Actuel 33 : Wikipedia


Pour ne pas se faire écharper par ses trop nombreux clients, il vaut mieux reconnaître d'abord qu'il peut être commode de faire appel à cette chose — de préférence dans la version anglaise et tant qu'il s'agit par exemple de préparer une excursion de rinçage de cervelle dans un village perdu du Danemark ­—.
Mais s'il s'agit d'affaires sérieuses, on est bien obligé de reconnaître publiquement qu'au moins la version française est un scandale dans la ligne des plus vicieuses propagandes, ecclésiastiques en particulier. On tient là un remarquable exemple des détournements de pensée qui étouffent en ce moment le progrès, et tant pis si sa dénonciation choque d'abord le beauf ordinaire — et aussi, hélas, pas mal de gens plus estimables.

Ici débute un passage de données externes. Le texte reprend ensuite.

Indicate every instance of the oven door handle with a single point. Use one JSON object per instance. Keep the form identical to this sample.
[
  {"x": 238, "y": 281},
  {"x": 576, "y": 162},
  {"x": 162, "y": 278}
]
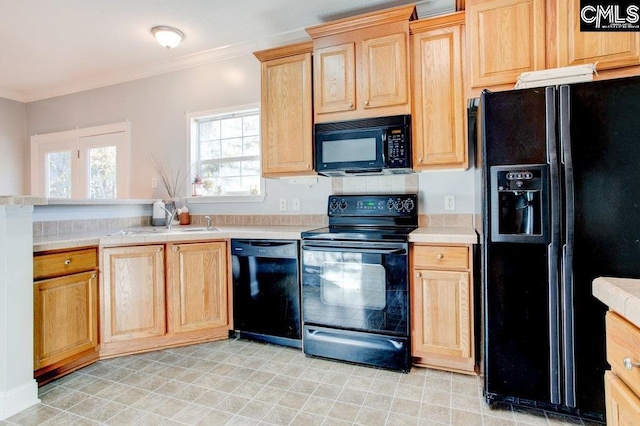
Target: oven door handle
[{"x": 349, "y": 249}]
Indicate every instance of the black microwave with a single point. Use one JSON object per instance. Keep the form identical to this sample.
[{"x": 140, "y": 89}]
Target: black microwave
[{"x": 368, "y": 146}]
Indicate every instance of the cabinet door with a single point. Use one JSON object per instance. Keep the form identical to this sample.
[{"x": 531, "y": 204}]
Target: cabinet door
[
  {"x": 439, "y": 99},
  {"x": 335, "y": 88},
  {"x": 66, "y": 317},
  {"x": 505, "y": 39},
  {"x": 623, "y": 406},
  {"x": 384, "y": 71},
  {"x": 197, "y": 291},
  {"x": 287, "y": 116},
  {"x": 609, "y": 49},
  {"x": 441, "y": 314},
  {"x": 132, "y": 293}
]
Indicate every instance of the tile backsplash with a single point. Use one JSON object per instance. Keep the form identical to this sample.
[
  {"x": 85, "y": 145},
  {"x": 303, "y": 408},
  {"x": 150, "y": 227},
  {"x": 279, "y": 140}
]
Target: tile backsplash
[{"x": 396, "y": 184}]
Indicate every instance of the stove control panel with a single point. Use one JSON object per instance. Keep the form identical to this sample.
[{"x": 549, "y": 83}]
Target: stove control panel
[{"x": 373, "y": 205}]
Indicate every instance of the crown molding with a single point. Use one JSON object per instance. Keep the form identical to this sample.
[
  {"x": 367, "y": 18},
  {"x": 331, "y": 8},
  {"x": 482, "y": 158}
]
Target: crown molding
[{"x": 424, "y": 8}]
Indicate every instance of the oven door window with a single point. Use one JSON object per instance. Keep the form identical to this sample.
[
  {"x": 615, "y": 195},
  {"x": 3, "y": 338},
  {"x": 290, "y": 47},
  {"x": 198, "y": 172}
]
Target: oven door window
[
  {"x": 353, "y": 285},
  {"x": 356, "y": 289}
]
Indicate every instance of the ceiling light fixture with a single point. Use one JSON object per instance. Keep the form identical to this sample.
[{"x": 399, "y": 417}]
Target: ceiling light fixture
[{"x": 167, "y": 36}]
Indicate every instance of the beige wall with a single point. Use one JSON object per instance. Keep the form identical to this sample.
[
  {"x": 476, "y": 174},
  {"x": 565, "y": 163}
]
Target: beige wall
[
  {"x": 13, "y": 147},
  {"x": 156, "y": 107}
]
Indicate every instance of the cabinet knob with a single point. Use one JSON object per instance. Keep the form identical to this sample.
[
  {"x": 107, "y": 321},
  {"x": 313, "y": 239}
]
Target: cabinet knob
[{"x": 629, "y": 364}]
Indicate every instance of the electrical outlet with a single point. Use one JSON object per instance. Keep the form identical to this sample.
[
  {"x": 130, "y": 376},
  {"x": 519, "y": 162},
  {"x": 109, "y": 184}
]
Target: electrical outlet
[{"x": 449, "y": 202}]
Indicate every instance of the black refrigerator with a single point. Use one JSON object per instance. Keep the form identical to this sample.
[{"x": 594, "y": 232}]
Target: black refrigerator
[{"x": 561, "y": 206}]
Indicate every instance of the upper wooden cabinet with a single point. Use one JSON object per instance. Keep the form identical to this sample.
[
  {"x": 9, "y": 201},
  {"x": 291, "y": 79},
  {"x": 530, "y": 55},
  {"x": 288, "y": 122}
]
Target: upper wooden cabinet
[
  {"x": 504, "y": 39},
  {"x": 439, "y": 108},
  {"x": 335, "y": 69},
  {"x": 609, "y": 49},
  {"x": 286, "y": 113},
  {"x": 361, "y": 65}
]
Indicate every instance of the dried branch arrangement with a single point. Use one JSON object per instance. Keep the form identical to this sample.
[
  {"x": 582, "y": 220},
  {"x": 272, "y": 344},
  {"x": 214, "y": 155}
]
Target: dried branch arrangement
[{"x": 173, "y": 183}]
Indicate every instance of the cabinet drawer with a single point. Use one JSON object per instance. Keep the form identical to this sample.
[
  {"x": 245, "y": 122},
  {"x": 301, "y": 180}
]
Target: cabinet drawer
[
  {"x": 623, "y": 346},
  {"x": 623, "y": 406},
  {"x": 440, "y": 257},
  {"x": 64, "y": 263}
]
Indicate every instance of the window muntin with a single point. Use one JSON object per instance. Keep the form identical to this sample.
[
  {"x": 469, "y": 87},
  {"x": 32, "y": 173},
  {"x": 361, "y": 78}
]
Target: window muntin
[{"x": 227, "y": 150}]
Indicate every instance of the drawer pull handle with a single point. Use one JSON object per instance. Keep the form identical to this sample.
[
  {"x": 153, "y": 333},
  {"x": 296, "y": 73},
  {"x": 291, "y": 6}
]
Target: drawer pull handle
[{"x": 629, "y": 364}]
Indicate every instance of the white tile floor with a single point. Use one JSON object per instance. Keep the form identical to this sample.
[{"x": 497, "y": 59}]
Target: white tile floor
[{"x": 235, "y": 382}]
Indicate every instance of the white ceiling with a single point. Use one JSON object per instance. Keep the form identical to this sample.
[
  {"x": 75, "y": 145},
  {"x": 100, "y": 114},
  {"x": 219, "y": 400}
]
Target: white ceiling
[{"x": 55, "y": 47}]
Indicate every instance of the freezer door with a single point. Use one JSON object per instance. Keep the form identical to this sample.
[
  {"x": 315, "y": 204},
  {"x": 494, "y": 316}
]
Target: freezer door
[
  {"x": 604, "y": 212},
  {"x": 521, "y": 304}
]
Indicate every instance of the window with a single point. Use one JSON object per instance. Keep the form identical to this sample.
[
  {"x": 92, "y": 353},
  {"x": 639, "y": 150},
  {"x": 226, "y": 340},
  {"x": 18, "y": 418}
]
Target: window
[
  {"x": 83, "y": 163},
  {"x": 225, "y": 152}
]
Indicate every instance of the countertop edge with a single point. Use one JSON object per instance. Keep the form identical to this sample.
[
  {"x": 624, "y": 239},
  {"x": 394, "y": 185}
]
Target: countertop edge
[
  {"x": 621, "y": 295},
  {"x": 448, "y": 235}
]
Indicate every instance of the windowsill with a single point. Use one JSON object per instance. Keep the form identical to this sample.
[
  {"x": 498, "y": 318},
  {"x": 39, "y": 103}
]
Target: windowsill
[{"x": 206, "y": 199}]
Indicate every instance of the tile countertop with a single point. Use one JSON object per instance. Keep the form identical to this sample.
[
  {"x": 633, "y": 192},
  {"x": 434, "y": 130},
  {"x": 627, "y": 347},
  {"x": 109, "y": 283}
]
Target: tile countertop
[
  {"x": 621, "y": 295},
  {"x": 147, "y": 235}
]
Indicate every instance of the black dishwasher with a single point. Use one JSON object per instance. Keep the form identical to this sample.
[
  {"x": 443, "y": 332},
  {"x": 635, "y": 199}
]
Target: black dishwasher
[{"x": 266, "y": 290}]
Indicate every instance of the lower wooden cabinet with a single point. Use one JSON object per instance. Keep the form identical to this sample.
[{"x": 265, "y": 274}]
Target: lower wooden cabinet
[
  {"x": 623, "y": 406},
  {"x": 197, "y": 296},
  {"x": 156, "y": 296},
  {"x": 442, "y": 307},
  {"x": 65, "y": 312},
  {"x": 622, "y": 383},
  {"x": 132, "y": 295}
]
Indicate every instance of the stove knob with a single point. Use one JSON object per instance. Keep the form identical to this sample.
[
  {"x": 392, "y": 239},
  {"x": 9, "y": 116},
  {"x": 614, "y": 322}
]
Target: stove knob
[
  {"x": 408, "y": 205},
  {"x": 390, "y": 204}
]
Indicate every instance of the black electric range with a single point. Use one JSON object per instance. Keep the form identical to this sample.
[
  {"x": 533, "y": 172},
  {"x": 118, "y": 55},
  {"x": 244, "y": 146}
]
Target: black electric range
[{"x": 355, "y": 281}]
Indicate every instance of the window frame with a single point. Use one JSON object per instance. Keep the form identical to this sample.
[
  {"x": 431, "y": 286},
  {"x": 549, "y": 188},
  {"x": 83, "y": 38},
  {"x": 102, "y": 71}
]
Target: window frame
[
  {"x": 193, "y": 151},
  {"x": 72, "y": 140}
]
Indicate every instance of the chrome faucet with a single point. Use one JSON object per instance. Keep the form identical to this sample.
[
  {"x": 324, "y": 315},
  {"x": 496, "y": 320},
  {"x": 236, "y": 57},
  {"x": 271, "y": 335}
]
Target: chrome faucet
[{"x": 171, "y": 214}]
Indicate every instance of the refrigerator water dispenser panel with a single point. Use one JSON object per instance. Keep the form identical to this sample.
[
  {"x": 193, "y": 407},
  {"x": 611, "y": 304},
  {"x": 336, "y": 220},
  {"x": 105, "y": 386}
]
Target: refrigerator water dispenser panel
[{"x": 519, "y": 203}]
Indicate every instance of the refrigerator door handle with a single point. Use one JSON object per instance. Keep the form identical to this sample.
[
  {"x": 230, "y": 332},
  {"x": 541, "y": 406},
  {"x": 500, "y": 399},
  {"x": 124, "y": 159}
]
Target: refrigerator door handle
[
  {"x": 567, "y": 252},
  {"x": 554, "y": 245}
]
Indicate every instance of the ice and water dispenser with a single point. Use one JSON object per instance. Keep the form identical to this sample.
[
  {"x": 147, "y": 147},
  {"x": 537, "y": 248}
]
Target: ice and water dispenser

Il y a d'abord le contexte : la référence à Wikipedia est systématiquement affichée en tête des recherches par Google et, lorsqu'on s'est donné la peine d'étudier les connexions de ce moteur de recherche à la CIA, c'est déjà de quoi méditer. En outre, de plus en plus fréquemment de tels résultats noient la vérité dans une quantité décourageante de références (des millions, on se demande par quels vagues liens) : ce qui fait se contenter de regarder les premières pages, et contribue ainsi à égarer astucieusement le lecteur. La base est donc claire : orienter à tout prix, désorienter idem. On va voir pourquoi — et si on s'en doute, il est important d'en observer le fonctionnement. En raison de caractéristiques particulièrement parlantes dans des cas particulièrement sensibles, on s'arrêtera ici à deux révolutions : Galilée surtout et, hélas par allusion seulement, le 1789 français.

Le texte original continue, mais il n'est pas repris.